The contrast between these two cases shows that the nature of the harms to the girl and the pig are not entirely the same. (They are not, of course, entirely different either.) This is because the open-endedness of the future of which the girl is deprived is not something which, in the same way, we can attribute to the pig. The next question is whether these considerations show that the confinement of the girl is worse than that of the pig (or vice versa). But this is precisely the point at which the idea of making a comparison between human and animal lives, or what can be suffered by humans and animals, seems to lack any principled basis for assigning weight. If we say that it is worse for the girl to be confined than the pig, then the justification for this would have to be that there is something of which she is deprived which is not deprived of the pig. But something about that seems fishy because the future of which the girl is deprived is not something of which the pig could be deprived. That doesn’t mean that the pig is harmed less than the girl, but only that the basis of the harm to the pig is slightly different from the basis in the girl’s case. To say that the harm to the girl is greater would thus seem to involve the claim that the possession of the kind of life which has a potentially open future is of greater objective value than the possession of a kind of life which is not conditioned by an open-ended future. But what could justify that claim? Intuition? The problem is that any such intuition is going to be a human intuition, and thus will look like little more than a speciesist insistence that human life has more objective value than animal life. [...]

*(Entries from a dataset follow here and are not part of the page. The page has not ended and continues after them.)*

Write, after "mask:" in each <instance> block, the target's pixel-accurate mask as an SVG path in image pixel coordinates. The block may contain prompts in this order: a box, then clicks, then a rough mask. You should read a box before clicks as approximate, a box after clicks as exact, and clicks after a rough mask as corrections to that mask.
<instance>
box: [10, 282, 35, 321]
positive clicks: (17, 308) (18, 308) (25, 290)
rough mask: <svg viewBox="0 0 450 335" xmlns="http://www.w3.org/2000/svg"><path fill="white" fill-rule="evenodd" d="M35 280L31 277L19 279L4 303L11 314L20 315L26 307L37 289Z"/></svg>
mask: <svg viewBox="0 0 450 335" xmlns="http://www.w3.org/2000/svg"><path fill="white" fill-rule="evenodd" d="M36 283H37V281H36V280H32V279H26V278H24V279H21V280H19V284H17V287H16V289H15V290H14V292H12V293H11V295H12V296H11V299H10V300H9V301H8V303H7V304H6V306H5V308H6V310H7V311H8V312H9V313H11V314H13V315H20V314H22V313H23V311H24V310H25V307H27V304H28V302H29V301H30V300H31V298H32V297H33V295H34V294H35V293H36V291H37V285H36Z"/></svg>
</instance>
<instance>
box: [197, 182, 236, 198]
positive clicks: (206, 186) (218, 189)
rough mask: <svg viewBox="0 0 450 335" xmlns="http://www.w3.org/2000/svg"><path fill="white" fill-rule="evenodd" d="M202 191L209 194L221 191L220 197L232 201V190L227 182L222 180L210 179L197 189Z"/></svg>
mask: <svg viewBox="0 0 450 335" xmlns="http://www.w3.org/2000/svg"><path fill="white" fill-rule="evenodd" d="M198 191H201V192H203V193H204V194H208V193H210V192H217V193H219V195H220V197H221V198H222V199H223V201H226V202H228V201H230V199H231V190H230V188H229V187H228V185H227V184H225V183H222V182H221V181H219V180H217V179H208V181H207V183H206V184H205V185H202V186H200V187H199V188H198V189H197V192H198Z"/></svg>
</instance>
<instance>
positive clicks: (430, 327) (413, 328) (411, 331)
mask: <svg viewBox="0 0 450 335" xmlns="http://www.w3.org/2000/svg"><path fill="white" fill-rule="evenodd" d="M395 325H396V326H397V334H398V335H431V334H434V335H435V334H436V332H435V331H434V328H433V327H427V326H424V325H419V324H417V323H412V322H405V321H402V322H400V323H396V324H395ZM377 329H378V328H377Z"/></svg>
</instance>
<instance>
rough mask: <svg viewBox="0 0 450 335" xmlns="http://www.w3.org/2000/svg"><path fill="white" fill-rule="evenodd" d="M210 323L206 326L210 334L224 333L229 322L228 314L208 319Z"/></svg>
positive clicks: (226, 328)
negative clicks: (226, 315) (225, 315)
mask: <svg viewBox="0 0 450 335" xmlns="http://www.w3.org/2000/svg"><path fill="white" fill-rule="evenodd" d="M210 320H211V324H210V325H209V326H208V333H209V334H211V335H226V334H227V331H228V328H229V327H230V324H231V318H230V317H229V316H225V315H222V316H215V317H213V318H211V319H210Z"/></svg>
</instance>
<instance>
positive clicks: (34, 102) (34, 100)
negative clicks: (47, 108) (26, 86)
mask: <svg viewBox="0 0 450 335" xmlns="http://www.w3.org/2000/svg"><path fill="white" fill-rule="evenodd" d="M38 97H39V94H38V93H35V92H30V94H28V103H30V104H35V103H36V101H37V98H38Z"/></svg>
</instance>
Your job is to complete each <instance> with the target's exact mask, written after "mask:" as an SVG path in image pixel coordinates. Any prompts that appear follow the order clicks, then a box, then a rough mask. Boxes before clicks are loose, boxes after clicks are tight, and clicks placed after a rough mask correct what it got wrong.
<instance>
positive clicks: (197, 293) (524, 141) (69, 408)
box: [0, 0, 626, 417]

On the other hand, if we say that the harm to the pig is just as bad as the harm to the girl, that claim runs the risk of leaving out the differences in what exactly is deprived of each individual. It might be objected that if the one harm isn’t worse than the other, then they must be equal—that is, one is just as bad as the other. However, one might ask what exactly is gained by the claim that the harms are “just as bad” over and above the obvious point that confinement in each case is very bad. [...] [I]f it is true that the nature of the harms to the pig and the girl are different in important ways, then the problem with saying that the harm in each case is just as bad is similar to the problem in trying to say that since an apple is not tastier than an orange, they are both equally tasty.